Bottom Line: Disruption of these F-actin based processes was associated with spermatid bundle disassembly and premature sperm release inside the testis.This is likely to regulate mature sperm release into the seminal vesicle.Overall, this process bears resemblance to mammalian spermiation.

View Article: PubMed Central - HTML - PubMed

Affiliation: Department of Biological Sciences, Tata Institute of Fundamental Research, Homi Bhabha Road, Mumbai, India. bela@tifr.res.in

ABSTRACT

Background: In Drosophila, all the 64 clonally derived spermatocytes differentiate in syncytium inside two somatic-origin cyst cells. They elongate to form slender spermatids, which are individualized and then released into the seminal vesicle. During individualization, differentiating spermatids are organized in a tight bundle inside the cyst, which is expected to play an important role in sperm selection. However, actual significance of this process and its underlying mechanism are unclear.

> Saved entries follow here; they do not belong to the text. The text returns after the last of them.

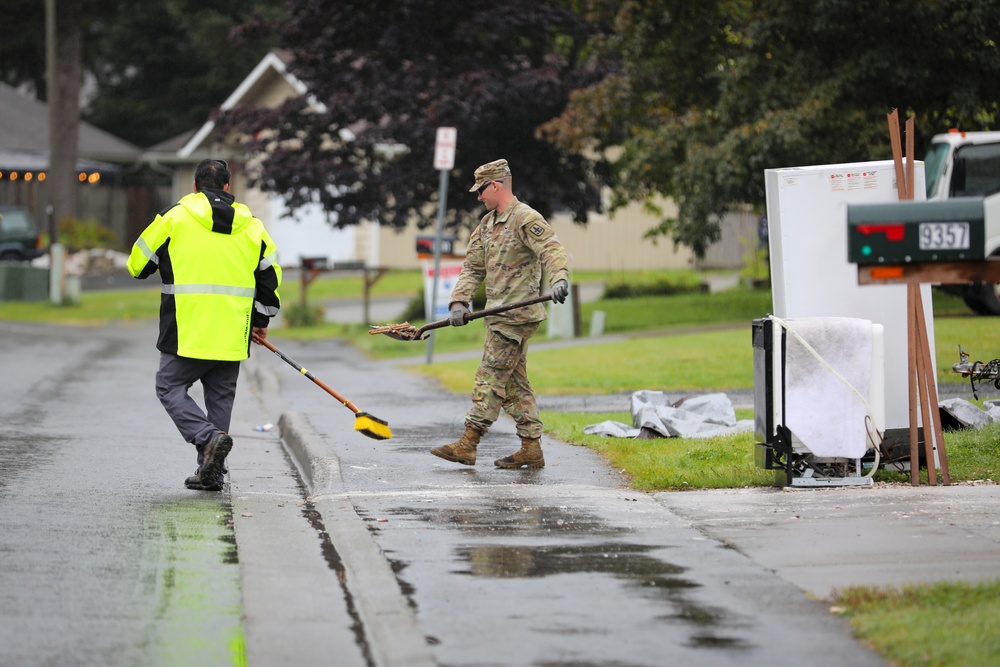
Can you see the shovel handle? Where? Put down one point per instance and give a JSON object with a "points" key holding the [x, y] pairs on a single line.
{"points": [[487, 312]]}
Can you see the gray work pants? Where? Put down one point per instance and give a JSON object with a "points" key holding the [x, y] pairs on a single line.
{"points": [[218, 380]]}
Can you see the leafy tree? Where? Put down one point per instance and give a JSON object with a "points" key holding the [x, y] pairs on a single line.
{"points": [[785, 83], [159, 67], [22, 51], [162, 67], [386, 73]]}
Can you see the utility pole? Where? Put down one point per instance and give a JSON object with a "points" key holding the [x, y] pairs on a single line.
{"points": [[63, 54]]}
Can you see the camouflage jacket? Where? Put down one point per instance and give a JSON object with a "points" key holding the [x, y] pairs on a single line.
{"points": [[508, 251]]}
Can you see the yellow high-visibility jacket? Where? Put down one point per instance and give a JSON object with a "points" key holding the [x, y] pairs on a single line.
{"points": [[220, 275]]}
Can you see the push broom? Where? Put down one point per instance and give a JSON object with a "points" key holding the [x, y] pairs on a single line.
{"points": [[364, 423]]}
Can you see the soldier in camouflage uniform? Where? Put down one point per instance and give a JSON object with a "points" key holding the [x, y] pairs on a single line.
{"points": [[508, 250]]}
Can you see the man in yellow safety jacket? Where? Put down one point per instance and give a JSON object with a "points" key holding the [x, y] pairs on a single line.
{"points": [[220, 280]]}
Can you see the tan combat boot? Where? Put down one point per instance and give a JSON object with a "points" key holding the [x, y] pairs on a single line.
{"points": [[462, 450], [529, 455]]}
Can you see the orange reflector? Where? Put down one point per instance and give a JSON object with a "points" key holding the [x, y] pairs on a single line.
{"points": [[893, 231], [887, 272]]}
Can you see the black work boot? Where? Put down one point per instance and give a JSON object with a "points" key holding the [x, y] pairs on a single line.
{"points": [[529, 455], [462, 450], [211, 473]]}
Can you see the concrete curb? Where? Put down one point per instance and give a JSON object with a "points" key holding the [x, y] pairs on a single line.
{"points": [[390, 624]]}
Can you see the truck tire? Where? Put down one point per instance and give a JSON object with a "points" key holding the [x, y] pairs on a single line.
{"points": [[983, 298]]}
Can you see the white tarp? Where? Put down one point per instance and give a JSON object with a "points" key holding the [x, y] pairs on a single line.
{"points": [[653, 414]]}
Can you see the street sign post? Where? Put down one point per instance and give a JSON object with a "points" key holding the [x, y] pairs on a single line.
{"points": [[446, 140]]}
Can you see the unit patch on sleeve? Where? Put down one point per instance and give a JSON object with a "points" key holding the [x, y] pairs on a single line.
{"points": [[540, 232]]}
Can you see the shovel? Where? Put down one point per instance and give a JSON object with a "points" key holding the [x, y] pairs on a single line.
{"points": [[408, 332]]}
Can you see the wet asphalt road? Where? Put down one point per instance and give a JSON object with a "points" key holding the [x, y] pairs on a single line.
{"points": [[105, 559], [560, 566], [379, 554]]}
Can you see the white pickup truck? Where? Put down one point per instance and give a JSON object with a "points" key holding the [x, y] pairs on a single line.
{"points": [[967, 164]]}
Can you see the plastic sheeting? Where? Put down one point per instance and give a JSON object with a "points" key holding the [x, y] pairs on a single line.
{"points": [[655, 416]]}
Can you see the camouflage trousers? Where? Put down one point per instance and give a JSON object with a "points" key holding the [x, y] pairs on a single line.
{"points": [[502, 381]]}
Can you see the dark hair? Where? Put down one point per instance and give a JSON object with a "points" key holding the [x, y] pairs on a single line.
{"points": [[211, 174]]}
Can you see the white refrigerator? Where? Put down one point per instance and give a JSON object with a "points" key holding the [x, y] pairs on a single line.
{"points": [[810, 273]]}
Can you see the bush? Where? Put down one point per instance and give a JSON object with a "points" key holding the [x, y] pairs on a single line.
{"points": [[682, 284], [297, 315], [415, 309]]}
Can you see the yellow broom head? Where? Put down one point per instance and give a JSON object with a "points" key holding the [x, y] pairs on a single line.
{"points": [[373, 427]]}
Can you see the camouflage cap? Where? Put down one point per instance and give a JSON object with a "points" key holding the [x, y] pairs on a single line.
{"points": [[491, 171]]}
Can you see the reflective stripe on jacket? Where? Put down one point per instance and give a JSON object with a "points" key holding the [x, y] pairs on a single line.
{"points": [[219, 271]]}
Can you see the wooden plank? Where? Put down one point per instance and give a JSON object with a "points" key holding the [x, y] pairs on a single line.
{"points": [[930, 390]]}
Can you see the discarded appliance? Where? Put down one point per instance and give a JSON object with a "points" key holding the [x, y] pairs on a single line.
{"points": [[819, 399]]}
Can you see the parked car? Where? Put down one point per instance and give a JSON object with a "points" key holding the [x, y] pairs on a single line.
{"points": [[19, 237], [967, 164]]}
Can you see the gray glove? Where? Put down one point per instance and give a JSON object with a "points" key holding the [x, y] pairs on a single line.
{"points": [[457, 314], [559, 291]]}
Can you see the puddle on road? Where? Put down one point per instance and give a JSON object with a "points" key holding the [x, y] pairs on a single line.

Results: We show that dynamic F-actin-based processes extend from the head cyst cell at the start of individualization, filling the interstitial space at the rostral ends of the maturing spermatid bundle. In addition to actin, these structures contained lamin, beta-catenin, dynamin, myosin VI and several other filopodial components. Further, pharmacological and genetic analyses showed that cytoskeletal stability and dynamin function are essential for their maintenance. Disruption of these F-actin based processes was associated with spermatid bundle disassembly and premature sperm release inside the testis.

Conclusion: Altogether, our data suggests that the head cyst cell adheres to the maturing spermatid heads through F-actin-based extensions, thus maintaining them in a tight bundle. This is likely to regulate mature sperm release into the seminal vesicle. Overall, this process bears resemblance to mammalian spermiation.